В диалоге «О семье» и в примыкающих к нему трактатах Альберти касался социально-этических и политических вопросов времени. В способности человека противоборствовать судьбе его убеждали исторический опыт Италии и активность флорентийских купцов, хотя повсеместное усиление государственной власти в форме синьорий вселяло в него тревогу. Однако социально-политический анализ не играл в произведениях Альберти большой роли и влиял на его концепцию универсального человека лишь косвенно. Природа для Альберти значила больше, чем общество, или, точнее, включала его в себя. Путь к оздоровлению общественной жизни он видел не в перестройке государства, а в укреплении семьи; его идеалом был не столько гражданин свободного государства, сколько «отец семейства», противопоставляющий свою «хозяйственность» как феодальной «кортезии» и щедрости, так и граждански-политическим идеям флорентийских гуманистов типа Леонардо Бруни. Внутренняя гармония достигалась в произведениях Альберти ценой игнорирования наиболее острых идеологических противоречий века, ослабления гражданского пафоса и несколько анахронистической идеализации флорентийского «жирного народа». В середине XV в. такая идеализация не противоречила демократизму кваттрочентистского гуманизма и была связана с пополанской оппозицией тираническим режимам. В то же время, мистифицируя реально-исторические противоречия эпохи, она уже предвещала то размежевание гуманистической идеологии Возрождения, которое ясно выявится в начале следующего столетия. «Альберти представляет буржуа», — писал А. Грамши, противопоставляя идеал «универсального человека», с одной стороны, «придворному» Кастильоне, а с другой — «новому государю» Макиавелли. Гармония, обретенная Альберти, оказывалась шаткой, и в одном из своих последних произведений, «Мом, или О государе», писатель вернулся к лукиановскому скептицизму «Застольных бесед».

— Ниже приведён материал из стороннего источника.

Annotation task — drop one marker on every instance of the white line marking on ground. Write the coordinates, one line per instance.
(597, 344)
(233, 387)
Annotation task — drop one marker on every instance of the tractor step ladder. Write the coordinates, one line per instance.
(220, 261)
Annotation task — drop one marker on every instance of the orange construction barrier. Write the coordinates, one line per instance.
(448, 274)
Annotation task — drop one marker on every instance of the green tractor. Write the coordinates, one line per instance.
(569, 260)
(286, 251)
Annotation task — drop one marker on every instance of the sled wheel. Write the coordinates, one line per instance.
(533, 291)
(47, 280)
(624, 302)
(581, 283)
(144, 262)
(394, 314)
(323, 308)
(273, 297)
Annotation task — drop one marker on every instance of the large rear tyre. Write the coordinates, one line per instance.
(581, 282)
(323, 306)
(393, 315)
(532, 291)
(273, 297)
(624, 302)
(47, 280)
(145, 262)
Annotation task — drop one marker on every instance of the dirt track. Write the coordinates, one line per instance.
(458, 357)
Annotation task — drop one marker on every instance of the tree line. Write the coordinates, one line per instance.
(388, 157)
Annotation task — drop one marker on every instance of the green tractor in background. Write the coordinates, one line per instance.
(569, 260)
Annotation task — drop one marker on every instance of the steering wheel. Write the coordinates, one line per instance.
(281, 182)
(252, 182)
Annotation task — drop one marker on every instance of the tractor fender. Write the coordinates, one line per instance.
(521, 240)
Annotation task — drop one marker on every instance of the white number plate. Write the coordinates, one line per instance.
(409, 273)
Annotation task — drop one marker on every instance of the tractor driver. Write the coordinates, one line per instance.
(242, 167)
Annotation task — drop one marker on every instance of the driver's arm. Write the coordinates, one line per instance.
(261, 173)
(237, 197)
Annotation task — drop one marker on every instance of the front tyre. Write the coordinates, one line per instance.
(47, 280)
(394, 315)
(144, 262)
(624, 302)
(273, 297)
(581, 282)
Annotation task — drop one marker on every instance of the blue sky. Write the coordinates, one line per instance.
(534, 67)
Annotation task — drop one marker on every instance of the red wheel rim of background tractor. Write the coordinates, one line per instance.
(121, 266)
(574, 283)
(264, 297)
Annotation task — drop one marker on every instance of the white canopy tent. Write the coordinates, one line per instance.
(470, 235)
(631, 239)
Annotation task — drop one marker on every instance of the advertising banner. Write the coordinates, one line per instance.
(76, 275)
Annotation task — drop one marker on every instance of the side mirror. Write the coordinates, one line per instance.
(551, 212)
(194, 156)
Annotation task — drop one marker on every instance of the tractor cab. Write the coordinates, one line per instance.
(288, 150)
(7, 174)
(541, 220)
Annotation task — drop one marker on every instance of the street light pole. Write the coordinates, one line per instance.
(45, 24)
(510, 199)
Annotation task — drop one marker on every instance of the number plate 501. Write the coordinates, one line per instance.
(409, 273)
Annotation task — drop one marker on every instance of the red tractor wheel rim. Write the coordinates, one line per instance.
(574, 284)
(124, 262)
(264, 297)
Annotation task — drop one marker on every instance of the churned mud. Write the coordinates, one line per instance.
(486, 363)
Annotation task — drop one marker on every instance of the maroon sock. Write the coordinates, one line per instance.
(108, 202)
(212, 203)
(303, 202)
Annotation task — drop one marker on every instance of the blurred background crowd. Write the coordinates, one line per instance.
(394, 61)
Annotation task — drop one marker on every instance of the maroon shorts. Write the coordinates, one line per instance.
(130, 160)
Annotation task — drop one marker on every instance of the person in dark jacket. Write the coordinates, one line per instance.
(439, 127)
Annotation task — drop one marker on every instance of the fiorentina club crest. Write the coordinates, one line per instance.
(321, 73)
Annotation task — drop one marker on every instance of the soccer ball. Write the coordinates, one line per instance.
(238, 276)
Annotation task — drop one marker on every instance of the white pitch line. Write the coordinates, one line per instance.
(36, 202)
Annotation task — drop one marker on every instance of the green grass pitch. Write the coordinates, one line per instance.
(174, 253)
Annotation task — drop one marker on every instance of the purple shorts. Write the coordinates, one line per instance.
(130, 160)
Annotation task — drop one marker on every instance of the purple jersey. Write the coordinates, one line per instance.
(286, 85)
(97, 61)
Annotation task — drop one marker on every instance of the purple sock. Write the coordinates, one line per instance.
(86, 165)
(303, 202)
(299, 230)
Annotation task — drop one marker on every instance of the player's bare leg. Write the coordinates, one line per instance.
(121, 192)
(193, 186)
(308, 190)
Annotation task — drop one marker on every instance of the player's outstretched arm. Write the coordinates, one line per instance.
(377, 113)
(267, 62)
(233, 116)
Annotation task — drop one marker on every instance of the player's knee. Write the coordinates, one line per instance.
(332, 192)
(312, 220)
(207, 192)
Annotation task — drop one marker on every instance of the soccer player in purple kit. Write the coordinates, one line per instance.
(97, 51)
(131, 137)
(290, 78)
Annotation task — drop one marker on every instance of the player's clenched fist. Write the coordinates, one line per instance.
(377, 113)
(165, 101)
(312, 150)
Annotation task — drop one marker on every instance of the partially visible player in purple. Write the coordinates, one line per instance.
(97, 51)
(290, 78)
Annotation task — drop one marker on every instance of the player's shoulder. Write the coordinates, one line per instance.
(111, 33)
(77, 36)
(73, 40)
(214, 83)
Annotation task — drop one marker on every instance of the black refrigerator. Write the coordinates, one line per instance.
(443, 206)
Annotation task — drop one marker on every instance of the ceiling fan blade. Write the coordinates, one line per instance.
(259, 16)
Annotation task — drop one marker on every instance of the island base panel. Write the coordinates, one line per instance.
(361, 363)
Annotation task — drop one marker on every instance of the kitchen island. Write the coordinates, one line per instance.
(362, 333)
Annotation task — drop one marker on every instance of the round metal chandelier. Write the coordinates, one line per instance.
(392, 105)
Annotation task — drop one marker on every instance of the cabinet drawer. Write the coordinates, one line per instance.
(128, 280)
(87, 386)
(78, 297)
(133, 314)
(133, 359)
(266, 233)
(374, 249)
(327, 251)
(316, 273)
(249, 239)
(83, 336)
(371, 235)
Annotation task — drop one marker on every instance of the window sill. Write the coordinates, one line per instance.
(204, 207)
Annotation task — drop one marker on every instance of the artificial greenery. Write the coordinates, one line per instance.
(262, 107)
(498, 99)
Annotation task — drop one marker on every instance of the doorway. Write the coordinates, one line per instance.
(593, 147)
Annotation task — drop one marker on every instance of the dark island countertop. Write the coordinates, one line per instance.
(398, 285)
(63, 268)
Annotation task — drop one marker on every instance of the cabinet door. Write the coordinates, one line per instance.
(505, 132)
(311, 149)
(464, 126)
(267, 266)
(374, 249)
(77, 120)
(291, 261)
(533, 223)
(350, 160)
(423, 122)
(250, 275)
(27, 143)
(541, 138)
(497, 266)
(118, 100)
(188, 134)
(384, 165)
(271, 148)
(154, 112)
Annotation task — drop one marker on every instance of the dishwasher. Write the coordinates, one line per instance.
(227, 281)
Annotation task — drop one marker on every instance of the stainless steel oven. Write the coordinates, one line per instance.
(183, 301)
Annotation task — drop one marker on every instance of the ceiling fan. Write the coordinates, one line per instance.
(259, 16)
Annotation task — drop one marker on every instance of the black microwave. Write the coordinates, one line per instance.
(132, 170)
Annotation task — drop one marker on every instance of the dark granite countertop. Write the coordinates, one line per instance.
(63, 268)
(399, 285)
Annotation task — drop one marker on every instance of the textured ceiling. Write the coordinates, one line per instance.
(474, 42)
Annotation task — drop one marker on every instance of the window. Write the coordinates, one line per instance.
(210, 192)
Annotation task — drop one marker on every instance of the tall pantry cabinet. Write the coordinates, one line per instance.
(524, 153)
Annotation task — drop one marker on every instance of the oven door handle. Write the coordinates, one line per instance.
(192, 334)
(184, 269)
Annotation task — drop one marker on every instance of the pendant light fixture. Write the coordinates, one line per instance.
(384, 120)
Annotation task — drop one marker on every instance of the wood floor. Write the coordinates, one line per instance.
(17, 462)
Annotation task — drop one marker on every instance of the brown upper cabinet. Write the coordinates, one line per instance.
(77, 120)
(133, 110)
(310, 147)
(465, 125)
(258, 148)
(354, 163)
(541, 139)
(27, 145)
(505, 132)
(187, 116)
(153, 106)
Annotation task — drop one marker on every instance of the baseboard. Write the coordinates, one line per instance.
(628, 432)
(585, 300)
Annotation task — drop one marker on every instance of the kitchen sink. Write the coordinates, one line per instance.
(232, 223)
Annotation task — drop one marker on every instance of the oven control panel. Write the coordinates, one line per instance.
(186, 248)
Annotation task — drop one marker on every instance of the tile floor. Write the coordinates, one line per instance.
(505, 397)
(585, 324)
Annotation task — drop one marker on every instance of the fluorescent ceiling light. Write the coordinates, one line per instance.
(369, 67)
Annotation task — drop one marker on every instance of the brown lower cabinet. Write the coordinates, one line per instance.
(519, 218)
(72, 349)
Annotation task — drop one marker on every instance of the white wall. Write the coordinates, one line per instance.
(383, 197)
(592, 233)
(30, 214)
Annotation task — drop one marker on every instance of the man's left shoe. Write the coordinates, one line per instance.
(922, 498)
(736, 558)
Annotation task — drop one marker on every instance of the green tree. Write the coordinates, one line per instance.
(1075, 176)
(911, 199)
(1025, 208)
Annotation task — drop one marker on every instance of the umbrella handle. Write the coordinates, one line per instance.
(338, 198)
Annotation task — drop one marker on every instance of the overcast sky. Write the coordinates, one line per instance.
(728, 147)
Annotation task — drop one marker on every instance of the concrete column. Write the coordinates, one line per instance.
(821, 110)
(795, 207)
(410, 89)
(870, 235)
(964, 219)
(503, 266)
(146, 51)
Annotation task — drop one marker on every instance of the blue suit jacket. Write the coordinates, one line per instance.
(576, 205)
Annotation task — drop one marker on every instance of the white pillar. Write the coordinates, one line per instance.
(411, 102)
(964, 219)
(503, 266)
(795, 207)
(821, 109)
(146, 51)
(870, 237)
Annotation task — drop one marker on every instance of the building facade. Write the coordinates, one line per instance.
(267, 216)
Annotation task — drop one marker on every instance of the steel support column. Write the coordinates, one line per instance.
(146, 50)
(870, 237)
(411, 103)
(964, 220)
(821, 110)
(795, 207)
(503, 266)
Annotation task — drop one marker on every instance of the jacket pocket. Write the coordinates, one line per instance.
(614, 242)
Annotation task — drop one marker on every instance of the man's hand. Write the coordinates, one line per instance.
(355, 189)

Современники Альберти, флорентийские гуманисты видели свой идеал в человеке-гражданине, сочетающем занятия наукой и свободными искусствами с активной политической деятельностью. Гармония понималась ими как равновесие между требованиями humanitas и общественными обязанностями. Подобно Альберти, они обращались к народному языку, стремясь восстановить культурные и политические связи с пополанскими слоями Флоренции, в которой гуманисты представляли интеллектуальную оппозицию усиливавшемуся принципату Медичи.
Одним из них был Маттео Пальмьери (1406–1475), поэт и государственный деятель. Он оставил исторические сочинения на латинском языке («Анналы», «О взятии Пизы», «О прошлых временах») и два больших произведения на итальянском: диалоги «О гражданской жизни» (1430) и философскую поэму в терцинах «Град жизни» (ок. 1460). В диалогах Пальмьери защищал флорентийскую свободу и, прилагая к современности максимы Цицерона, Квинтилиана, Плутарха, рисовал образ идеального гражданина, который превыше всего ставит интересы республики и ее политическое единство. В поэме «Град жизни», за которую автор был отлучен от церкви (поэма, осужденная как еретическая, оставалась неизвестной до XIX в.), Пальмьери, используя форму видения, излагал восходящее к Оригену (первая половина III в.) учение о происхождении людей от ангелов, не принявших участия в борьбе бога и сатаны, и упорно отстаивал свободу воли.
В середине XV в. к этико-политической традиции Салутати и Бруни во Флоренции примыкали историки и мемуаристы Джованни Морелли, Горо Дати, Джованни Кавальканти, во второй половине века ее продолжали Донато Аччайуоли и Аламанно Ринуччини. Донато перевел «Историю» Бруни на итальянский язык (1473), ибо полагал, «что всякое благо тем больше и совершеннее, чем оно доступнее и чем шире оно распространено среди людей». «Нет сомнения, — продолжал Донато, — что знание истории чрезвычайно полезно, особенно тем, кто правит государством и участвует в правительстве». В том, что народ (пополо) должен принимать участие в управлении государством, Донато Аччайуоли не сомневался. Ученик Аргиропуло, соединявшего нравственно-политические теории Платона и Аристотеля, он почитал высшим благом справедливость, олицетворявшую для него дух не только законов, но и всякой государственности. В этой вере в торжество справедливости, обеспечивающей гармонию между требованиями личности и города-республики, выявлялись доверие гуманистической интеллигенции к человеческому разуму и ее надежды на возможность разумного переустройства общества с помощью просвещенного и республикански настроенного государя.